Reid Hoffman is not only the billionaire cofounder and chairman of LinkedIn, he’s one of Silicon Valley’s top angel investors and sits on the board of several companies, including Kiva and Mozilla. He’s also the co-author of two business books and renowned as one of the savviest business minds in the tech industry.
Hoffman tells “The 4-Hour Workweek” author Tim Ferriss in the new episode of Ferriss’ podcast that to better understand how companies are run, it’s important to note that there are three types of CEOs. Each is best suited to the role depending on the size of the company and has their own skill set.
Here are the responsibilities of each kind:
- Small company (1 to 50 or 100 people, depending on industry): It’s the CEO’s responsibility to build a strong team and work together on a few clearly defined problems. The CEO needs to be in the trenches and focused on establishing the company’s identity.
- Medium-sized company (50 or 100 to 500 or 1,000): The CEO needs to focus on process and organisation. This entails setting a new set of priorities for the company and training employees on how to meet these new goals.
- Large company (500 or 1,000+): The CEO is primarily focused on leading the company’s strategy and developing and maintaining the corporate culture. This means creating the appropriate structure for the company, ensuring the right people are in essential roles, making the most important hires, and empowering employees to meet their goals. It requires thinking on a much larger scale and doesn’t involve dealing with the nitty-gritty of minor problems or concerns that arise on a regular basis.
Hoffman says founders often experience difficulties when a company advances into a new stage, since they often do not feel capable of leading a transformed company.

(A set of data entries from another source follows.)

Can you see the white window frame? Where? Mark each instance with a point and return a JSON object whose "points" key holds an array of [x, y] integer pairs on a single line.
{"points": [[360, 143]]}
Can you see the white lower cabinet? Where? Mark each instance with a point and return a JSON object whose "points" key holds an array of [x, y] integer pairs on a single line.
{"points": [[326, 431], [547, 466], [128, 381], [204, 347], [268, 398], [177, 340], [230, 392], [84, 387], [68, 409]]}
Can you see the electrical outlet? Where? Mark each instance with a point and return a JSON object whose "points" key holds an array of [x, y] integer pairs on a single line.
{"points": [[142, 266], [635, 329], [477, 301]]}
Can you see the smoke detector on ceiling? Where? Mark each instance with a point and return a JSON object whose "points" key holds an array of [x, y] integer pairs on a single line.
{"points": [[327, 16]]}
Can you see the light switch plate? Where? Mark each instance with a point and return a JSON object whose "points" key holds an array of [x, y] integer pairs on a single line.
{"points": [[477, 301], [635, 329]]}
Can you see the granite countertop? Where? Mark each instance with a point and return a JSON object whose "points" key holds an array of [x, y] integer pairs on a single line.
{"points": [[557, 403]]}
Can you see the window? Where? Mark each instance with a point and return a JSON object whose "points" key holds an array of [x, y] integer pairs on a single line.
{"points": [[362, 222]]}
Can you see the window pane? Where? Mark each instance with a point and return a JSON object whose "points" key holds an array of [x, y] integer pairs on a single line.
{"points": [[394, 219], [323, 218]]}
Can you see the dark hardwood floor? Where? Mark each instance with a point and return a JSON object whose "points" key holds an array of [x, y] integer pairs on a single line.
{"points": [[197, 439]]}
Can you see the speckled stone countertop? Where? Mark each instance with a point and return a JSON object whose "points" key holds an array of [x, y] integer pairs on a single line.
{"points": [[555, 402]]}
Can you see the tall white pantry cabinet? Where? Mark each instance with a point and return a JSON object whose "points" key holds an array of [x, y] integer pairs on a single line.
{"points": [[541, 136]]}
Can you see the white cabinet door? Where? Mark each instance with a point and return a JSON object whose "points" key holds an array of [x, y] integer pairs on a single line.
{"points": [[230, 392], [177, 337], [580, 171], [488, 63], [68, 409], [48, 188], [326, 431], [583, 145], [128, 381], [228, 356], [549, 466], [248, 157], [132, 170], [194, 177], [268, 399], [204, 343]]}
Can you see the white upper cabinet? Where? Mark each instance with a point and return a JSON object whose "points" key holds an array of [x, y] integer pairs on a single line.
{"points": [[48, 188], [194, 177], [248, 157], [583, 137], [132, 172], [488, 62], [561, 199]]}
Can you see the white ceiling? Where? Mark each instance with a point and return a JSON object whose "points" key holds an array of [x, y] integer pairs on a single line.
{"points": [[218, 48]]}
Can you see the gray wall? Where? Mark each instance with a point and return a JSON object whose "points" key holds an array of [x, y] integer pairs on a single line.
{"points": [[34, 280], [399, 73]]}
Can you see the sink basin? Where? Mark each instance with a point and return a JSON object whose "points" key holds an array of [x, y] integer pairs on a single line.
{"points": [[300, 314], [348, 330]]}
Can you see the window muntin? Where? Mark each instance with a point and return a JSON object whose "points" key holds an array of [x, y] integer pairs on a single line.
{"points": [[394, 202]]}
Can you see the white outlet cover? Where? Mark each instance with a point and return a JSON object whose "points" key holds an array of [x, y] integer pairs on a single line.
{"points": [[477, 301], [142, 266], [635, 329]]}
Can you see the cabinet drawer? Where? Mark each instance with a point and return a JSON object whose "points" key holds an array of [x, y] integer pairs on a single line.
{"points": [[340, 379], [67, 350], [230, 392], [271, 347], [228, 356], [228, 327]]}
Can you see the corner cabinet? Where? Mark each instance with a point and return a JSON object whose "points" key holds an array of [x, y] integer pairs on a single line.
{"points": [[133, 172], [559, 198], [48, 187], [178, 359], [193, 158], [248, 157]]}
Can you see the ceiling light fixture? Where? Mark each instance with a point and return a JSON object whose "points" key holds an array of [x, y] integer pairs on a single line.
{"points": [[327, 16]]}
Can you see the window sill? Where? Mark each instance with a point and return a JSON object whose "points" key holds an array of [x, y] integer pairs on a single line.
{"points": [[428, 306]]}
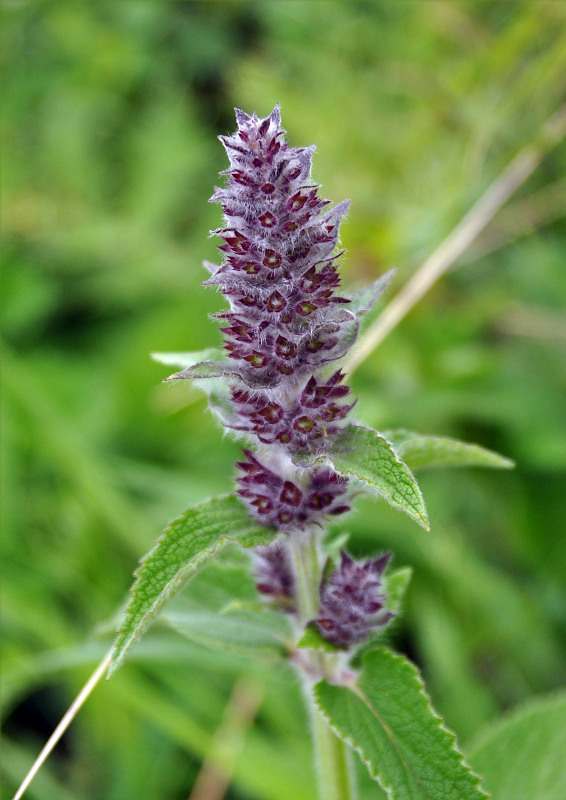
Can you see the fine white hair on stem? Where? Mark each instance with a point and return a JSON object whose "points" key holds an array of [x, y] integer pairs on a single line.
{"points": [[465, 232]]}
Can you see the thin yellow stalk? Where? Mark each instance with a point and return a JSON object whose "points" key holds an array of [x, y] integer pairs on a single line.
{"points": [[467, 230], [70, 714]]}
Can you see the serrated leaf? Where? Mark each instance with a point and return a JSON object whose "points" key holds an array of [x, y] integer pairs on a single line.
{"points": [[427, 452], [242, 630], [366, 455], [388, 719], [522, 755], [313, 639], [182, 549]]}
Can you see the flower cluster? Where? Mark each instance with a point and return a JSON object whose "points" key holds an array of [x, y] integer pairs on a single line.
{"points": [[278, 274], [285, 322], [352, 601], [282, 503], [284, 326], [306, 426]]}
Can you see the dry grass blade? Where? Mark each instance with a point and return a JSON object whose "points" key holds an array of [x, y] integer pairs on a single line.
{"points": [[66, 720], [467, 230], [216, 773]]}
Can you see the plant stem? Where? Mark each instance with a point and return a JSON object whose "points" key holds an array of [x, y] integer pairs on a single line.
{"points": [[334, 766]]}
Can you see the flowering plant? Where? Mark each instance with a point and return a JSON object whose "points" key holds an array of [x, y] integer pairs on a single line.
{"points": [[279, 384]]}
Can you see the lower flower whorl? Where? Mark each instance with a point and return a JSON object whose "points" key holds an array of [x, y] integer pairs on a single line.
{"points": [[352, 601], [279, 502]]}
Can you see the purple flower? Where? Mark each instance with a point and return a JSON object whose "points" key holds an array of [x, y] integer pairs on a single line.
{"points": [[274, 574], [283, 503], [285, 322], [278, 274], [352, 601], [307, 425]]}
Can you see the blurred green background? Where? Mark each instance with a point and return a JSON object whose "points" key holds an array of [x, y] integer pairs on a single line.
{"points": [[110, 113]]}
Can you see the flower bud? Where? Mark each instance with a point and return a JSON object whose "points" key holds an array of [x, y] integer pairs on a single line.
{"points": [[352, 601]]}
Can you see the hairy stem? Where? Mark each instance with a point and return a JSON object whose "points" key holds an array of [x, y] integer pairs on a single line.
{"points": [[334, 765]]}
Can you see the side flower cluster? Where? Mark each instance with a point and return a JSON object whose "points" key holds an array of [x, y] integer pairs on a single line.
{"points": [[352, 601], [284, 326]]}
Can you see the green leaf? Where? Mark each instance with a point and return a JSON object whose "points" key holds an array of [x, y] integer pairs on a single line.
{"points": [[522, 756], [367, 455], [186, 360], [388, 719], [242, 630], [182, 549], [204, 365], [313, 639], [425, 452]]}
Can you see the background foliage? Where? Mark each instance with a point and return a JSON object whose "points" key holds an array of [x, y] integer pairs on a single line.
{"points": [[109, 153]]}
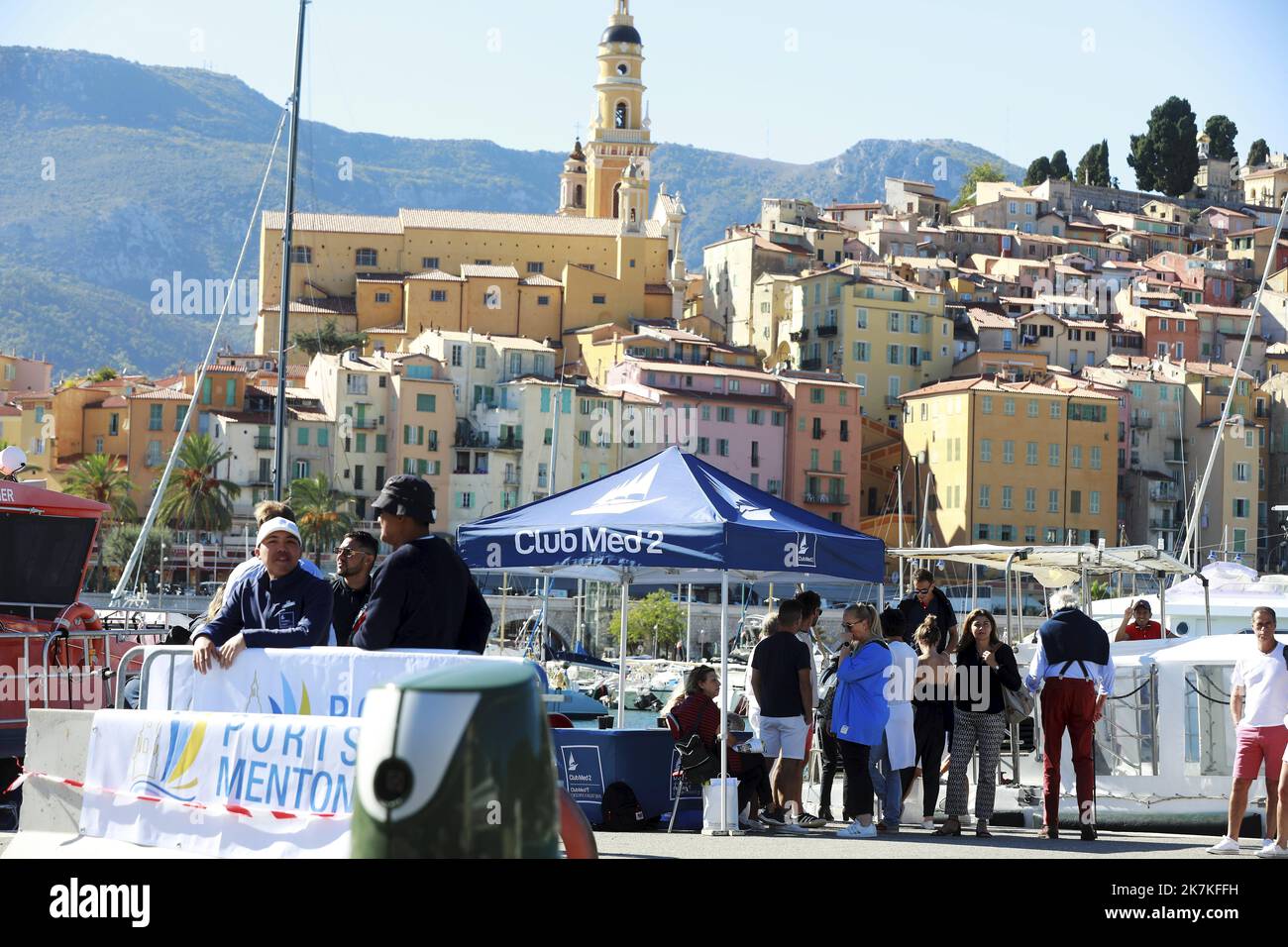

He says that, ultimately, every company is different. Founders may choose to replace themselves with a more seasoned executive, as Hoffman did at LinkedIn with Jeff Weiner, or they can stay on and surround themselves with top talent, as Brian Chesky did at Airbnb.
Hoffman’s insight nicely complements that of Hiroshi Mikitani, the founder and CEO of the multibillion-dollar Japanese e-commerce conglomerate Rakuten. According to Mikitani, anytime a company roughly triples in size, everything about it, from how payrolls are determined to how meetings are scheduled, needs to change in order to operate efficiently.
If a founder finds their own replacement or is replaced by the board, Hoffman says, it’s essential that the new CEO have a founder mentality, since bringing in someone who is talented and experienced is not enough. He experienced this at LinkedIn — his first replacement, Dan Nye, was a gifted leader but not the ideal culture fit that he would eventually find in Weiner.
“Being there at the start isn’t the only path to being a founder,” Hoffman writes in a 2013 LinkedIn post. “‘Founder’ is a state of mind, not a job description, and if done right, even CEOs who join after day 1 can become Founders.”